Dimanche 16 février 2020, stade Afonso Henriques à Guimaraes. Il est 19h45. Le match tourne à l’avantage du FC Porto. L’attaquant malien Moussa vient de marquer le deuxième but de l’équipe visiteuse. Dans la foulée il prend un carton jaune pour avoir célébré son but avec un siège jeté sur lui depuis les tribunes. La scène n’est pas du goût des spectateurs venus voir le Vitoria s’imposer chez lui. S’en suit une envolée de cris de singes, une bronca comme on en entend hélas trop souvent.
Devant cet emballement infernal de déchaînement raciste, Moussa Marega décide de quitter la pelouse.

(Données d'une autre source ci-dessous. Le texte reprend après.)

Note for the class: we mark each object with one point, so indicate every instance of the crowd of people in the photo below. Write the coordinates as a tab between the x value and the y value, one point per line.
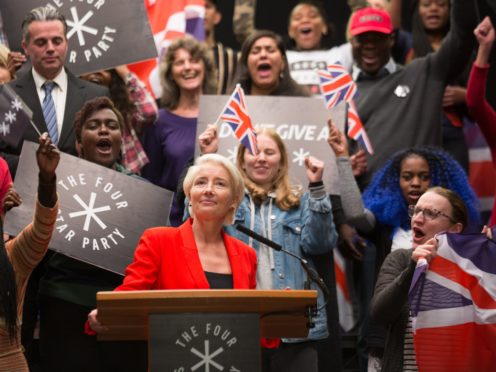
383	218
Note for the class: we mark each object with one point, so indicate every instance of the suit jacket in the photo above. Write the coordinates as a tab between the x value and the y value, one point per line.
78	92
167	258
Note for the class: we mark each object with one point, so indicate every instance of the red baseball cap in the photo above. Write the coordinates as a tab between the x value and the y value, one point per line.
370	19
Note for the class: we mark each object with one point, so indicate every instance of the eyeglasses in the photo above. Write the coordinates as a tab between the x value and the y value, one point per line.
429	214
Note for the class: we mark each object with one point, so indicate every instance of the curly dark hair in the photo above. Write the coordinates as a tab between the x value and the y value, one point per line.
384	198
8	291
90	107
120	95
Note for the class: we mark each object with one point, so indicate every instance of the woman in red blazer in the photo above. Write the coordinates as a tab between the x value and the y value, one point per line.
197	254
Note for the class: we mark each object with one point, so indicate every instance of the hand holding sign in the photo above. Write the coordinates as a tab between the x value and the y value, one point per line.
314	168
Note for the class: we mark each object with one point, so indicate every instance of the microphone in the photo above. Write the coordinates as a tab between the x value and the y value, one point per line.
311	273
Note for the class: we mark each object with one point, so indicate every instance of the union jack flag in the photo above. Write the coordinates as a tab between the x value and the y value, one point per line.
356	130
336	85
236	115
453	306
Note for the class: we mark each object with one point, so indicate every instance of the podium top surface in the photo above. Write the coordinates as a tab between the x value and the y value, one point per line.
282	312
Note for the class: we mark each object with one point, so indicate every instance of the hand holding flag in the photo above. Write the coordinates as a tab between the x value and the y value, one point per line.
235	113
356	130
336	85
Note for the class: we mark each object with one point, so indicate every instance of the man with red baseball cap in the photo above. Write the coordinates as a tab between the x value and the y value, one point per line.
401	106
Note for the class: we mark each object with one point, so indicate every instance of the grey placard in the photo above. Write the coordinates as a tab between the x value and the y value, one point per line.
102	33
301	122
102	212
204	342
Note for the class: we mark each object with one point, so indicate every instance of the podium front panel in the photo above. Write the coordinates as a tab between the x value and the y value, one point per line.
204	342
282	313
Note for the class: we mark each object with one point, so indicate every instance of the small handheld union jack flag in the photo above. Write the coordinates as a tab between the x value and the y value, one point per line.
235	113
336	85
356	130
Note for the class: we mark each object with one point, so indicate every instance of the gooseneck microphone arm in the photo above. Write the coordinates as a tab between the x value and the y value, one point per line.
311	273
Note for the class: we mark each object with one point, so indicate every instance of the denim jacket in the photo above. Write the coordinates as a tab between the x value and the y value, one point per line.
305	231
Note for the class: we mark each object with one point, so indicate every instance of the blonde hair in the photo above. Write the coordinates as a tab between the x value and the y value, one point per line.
287	195
237	186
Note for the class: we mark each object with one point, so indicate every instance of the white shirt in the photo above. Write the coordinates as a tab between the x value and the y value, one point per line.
59	94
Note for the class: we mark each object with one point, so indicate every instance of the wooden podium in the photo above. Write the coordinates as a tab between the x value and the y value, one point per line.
147	315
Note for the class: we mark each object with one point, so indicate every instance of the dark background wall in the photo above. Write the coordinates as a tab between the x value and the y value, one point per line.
273	15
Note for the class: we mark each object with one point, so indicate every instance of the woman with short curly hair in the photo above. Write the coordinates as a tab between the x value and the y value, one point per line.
187	71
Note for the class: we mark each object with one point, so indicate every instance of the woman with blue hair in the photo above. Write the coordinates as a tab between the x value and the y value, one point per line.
404	178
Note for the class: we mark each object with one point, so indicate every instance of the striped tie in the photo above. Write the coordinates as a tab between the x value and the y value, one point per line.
49	112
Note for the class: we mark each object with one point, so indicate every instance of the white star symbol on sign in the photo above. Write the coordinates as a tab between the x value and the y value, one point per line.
231	154
16	104
300	156
4	128
10	116
78	26
90	212
207	358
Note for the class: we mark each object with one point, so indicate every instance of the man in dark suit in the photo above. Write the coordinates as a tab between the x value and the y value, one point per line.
45	43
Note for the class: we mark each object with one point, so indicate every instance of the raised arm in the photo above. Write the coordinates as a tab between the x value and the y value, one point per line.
453	55
29	247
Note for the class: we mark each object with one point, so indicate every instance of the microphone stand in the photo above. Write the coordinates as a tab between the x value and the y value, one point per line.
312	275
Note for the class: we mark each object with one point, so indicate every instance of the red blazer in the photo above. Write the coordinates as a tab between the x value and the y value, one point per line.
167	258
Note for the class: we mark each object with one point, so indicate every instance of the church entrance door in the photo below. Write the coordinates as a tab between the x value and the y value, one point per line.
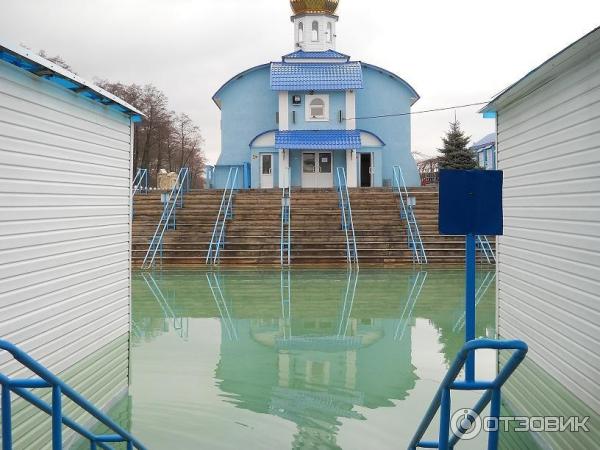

Ses camarades de club essaient bien de l’en dissuader, de le retenir contre son gré par le maillot. Rien n’y fait.« Avec les insultes, avec les cris de singes que je recevais, je ne pouvais pas rester sur cette pelouse. Ce n’était plus possible. Je ne pouvais pas rester sur cette pelouse » dira-t-il après la partie.
Sauf erreur de ma part, je n’ai pas souvenir d’une telle attitude. Les joueurs
africains ou d’origine africaine ont souvent été, depuis plusieurs décennies,
des proies faciles pour des prétendus supporters. Mais ils ont été au moins
aussi souvent été livrés à leur humiliation solitaire, l’intérêt de l’équipe
passant avant l’honorabilité du joueur. Le match s’est poursuivi jusqu’au coup
de sifflet final d’un arbitre qui n’a pas su prendre la bonne décision, pas
plus que les joueurs des deux camps qui auraient dû, tous ensemble, abandonner
le match.
L’événement n’a pas échappé aux plus hautes autorités du Portugal. Le président
de la République Marcelo Rebelo de Sousa, a mis en garde contre les conséquences
« dramatiques » du racisme et de la xénophobie. « Nous devons tous exprimer notre solidarité envers le joueur et le
refus total de ce type de comportement », a déclaré le Premier
ministre Antonio Costa. Les deux présidents, de la fédération et de la Ligue,
se sont dit déterminés à « tout faire pour que cet épisode de racisme
ne reste pas impuni ».
Le voisin espagnol, quelques jours auparavant avait vécu un événement un
peu identique avec les insultes racistes proférées à l’encontre d’Inaki
Williams, international espagnol d’origine ghanéenne. Lui n’a pas quitté le
terrain lors du match contre l’Espanyol de Barcelone mais les autorités du football
ont déclenché une enquête. Douze individus ont été identifiés comme les auteurs
des cris par le club catalan. Le nom de certains d’entre eux ont été
communiqués au club et à la police. On pourrait citer d’autres exemples.
Dans une Europe de plus en plus en plus en proie à des mouvements extrêmistes,
le football ne peut pas détourner la tête en disant « ça leur passera ! ».
On ne peut pas toujours botter en touche et se détourner des vrais problèmes.
Les réactions des politiques portugais semblent positives. Mais on ne peut plus
se contenter de déclarations. Il faut des actes.
Ce que je sais c’est qu’il y a deux grandes figures du football portugais qui
doivent se retourner dans leurs tombes, Mario Coluna, capitaine de la Seleção, troisième de la Coupe du monde 1966, et son complice
Eusebio, meilleur buteur en Angleterre, et dont la statue en bronze orne l’entrée
du stade de la Luz qui est celui de son club, le Benfica de Lisbonne.
L’UEFA et la FIFA ne peuvent pas toujours se taire. Il leur revient de lancer
sans pitié la bataille contre le racisme.
Quant aux joueurs africains, peut-être devraient-ils se concerter pour trouver
une réponse commune. Pourquoi ne pas porter, chacun pendant les matches, un
brassard pour montrer leur solidarité et leur détermination à expurger toutes
les manifestations de racisme dans les stades.
Oui, si nous ne le sommes
pas tous encore, nous devons être Marega.